Would the common words of our daily speech in shops and offices do the trick? Surely the Americans among whom one sat talking had felt everything the Greeks had felt, everything the English felt? Deaths came to them, the tricks of fate assailed their lives. I was certain none of them lived felt or talked as the average American novel made them live feel and talk and as for the plot short stories of the magazines—those bastard children of De Maupassant, Poe and O. Henry—it was certain there were no plot short stories ever lived in any life I had known anything about.

Did it come to this, that Americans worked, made love, settled new western states, arranged their personal affairs, drove their fords, using one language while they read books, wanted perhaps to read books, in quite another language?

I had come to Gertrude Stein’s book about which everyone laughed but about which I did not laugh. It excited me as one might grow excited in going into a new and wonderful country where everything is strange—a sort of Lewis and Clark expedition for me. Here were words laid before me as the painter had laid the color pans on the table in my presence. My mind did a kind of jerking flop and after Miss Stein’s book had come into my hands I spent days going about with a tablet of paper in my pocket and making new and strange combinations of words. The result was I thought a new familiarity with the words of my own vocabulary. I became a little conscious where before I had been unconscious. Perhaps it was then I really fell in love with words, wanted to give each word I used every chance to show itself at its best.

It had then not occurred to me that the men I had really come to New York hoping to see and know, fellows of the schools, men who knew their Europe, knew the history of the arts, who knew a thousand things I could not know, it had never occurred to me that in the end I would find them as frankly puzzled as myself. When I found that out there was a new adjustment to make. It was then only the trick men, the men who worked from the little patent formula they had learned, the critics who could never get English literature out of their heads, who thought they were sure of their grounds? That knowledge was a relief when I found it out but I was a long long time finding it out. It takes a long time to find out one’s own limitations and perhaps a longer time to find out the limitations of one’s critics.

* * * * *

Was there really something new in the air of America? I remember that at about this time someone told me that I was myself something new and how thankful I was to hear it. “Very well,” I said to myself, “if there are certain men launching a new ship from the harbor of New York and if they are willing to take me aboard I’ll sure go.” I was just as willing to be a modern as anything else, was glad to be. It was very sure I was not going to be a successful author and well enough I knew that, not being successful, there would be a great deal of consolation to me in being at least a modern.
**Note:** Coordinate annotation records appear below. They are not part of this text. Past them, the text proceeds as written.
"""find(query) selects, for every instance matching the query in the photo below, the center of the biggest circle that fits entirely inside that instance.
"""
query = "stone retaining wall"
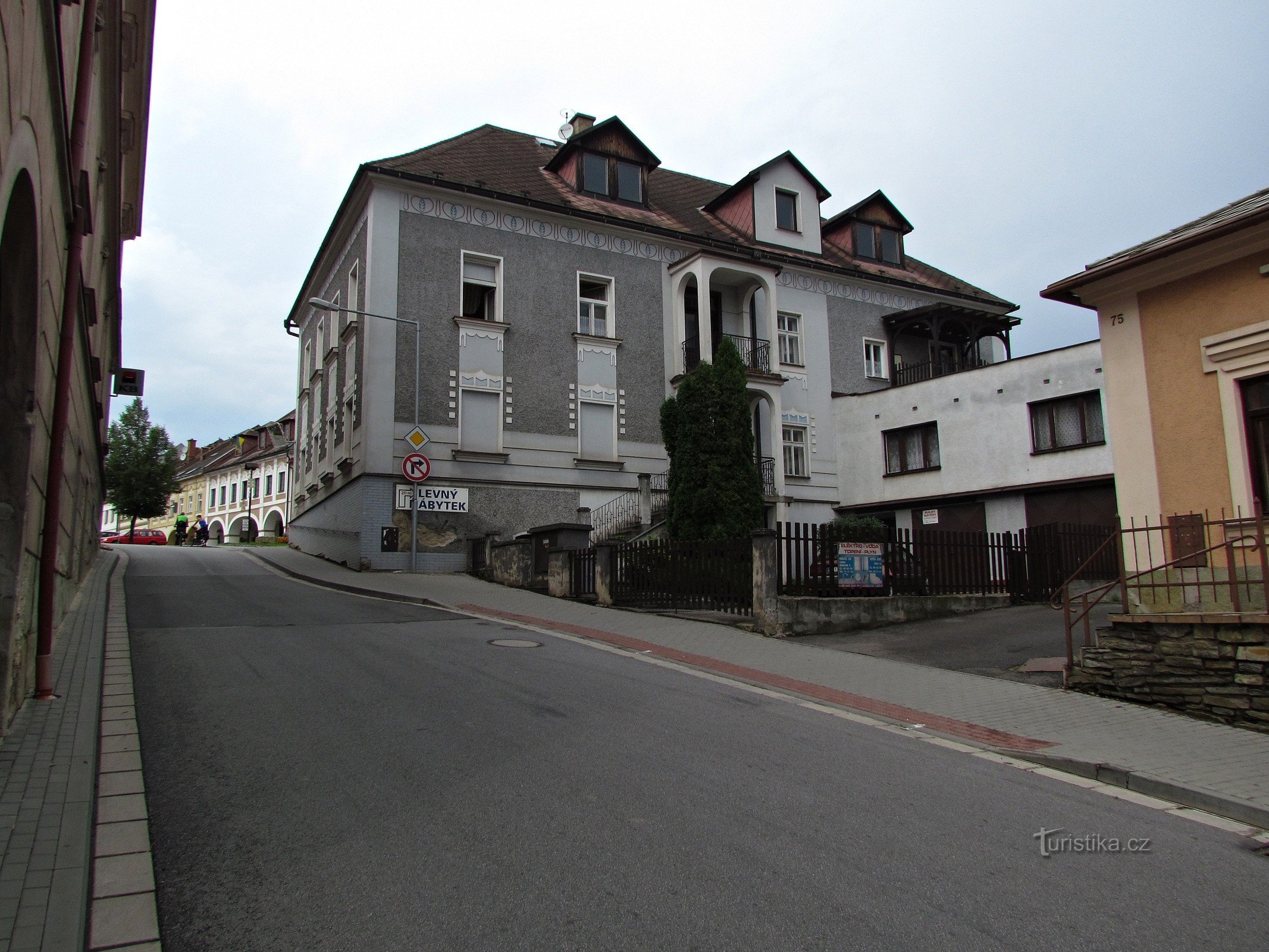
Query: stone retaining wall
(1206, 665)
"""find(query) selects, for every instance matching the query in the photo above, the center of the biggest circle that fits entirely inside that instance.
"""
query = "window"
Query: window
(1067, 423)
(786, 210)
(789, 327)
(795, 451)
(875, 359)
(913, 449)
(866, 243)
(480, 415)
(593, 300)
(889, 245)
(630, 182)
(598, 432)
(480, 287)
(594, 174)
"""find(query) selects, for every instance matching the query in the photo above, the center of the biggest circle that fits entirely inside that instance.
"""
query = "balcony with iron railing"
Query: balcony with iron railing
(929, 369)
(756, 353)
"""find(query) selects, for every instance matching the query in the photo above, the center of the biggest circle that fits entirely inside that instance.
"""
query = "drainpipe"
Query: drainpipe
(65, 361)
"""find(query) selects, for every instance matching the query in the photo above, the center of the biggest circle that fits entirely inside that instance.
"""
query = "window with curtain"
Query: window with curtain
(913, 449)
(1067, 423)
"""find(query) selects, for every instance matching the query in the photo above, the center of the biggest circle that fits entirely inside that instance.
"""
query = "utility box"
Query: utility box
(388, 540)
(554, 537)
What I at the moment felt toward all the more deeply cultured men whose acquaintanceship I sought and still in a sense feel toward them was something like what a young mechanic might feel when his boss comes into the shop accompanied by his daughter. The young mechanic is standing at his lathe and there is grease on his face and hands. The boss’s daughter has never been shown over the shop before and is a little excited by the presence of so many strange men and as she and her father approach the lathe where the young workman stands he does not know whether to appear surly and uncommunicative or bold and a bit impudent. (In his place I, being an American, should probably have winked at the girl and been terribly embarrassed and ashamed later.)

There he stands fumbling about with his fingers and pretending to look out of the window and—the devil!—now the boss has stopped behind his lathe and is attempting to explain something to the daughter, “This is a sprocket post, is it not?” he says to the workman, who is compelled to turn around. “Yes, sir,” he mutters, in embarrassment but his eyes, in just that fraction of a second, have taken a sweeping glance at the daughter.

And now she is gone and the workman is asking himself questions. “If I was a swell now I suppose maybe I’d be invited to their house.” He imagines himself in a dress suit going up a long driveway to the front of a grand house. He is swinging a cane and there on the front steps is the boss’s daughter waiting to receive him. What will he talk to her about? Dare a man speak in such company of the only things he knows? What does he know?

He knows that Jack Johnson could probably have whipped Jess Willard if he had really tried. There is a woman lives in his rooming house who is unfaithful to her husband. He knows who with. She is going to have a child but the chances are it is not her husband’s child. Often he has asked himself how she will feel on the night when the child is born and when her husband is so excited and proud.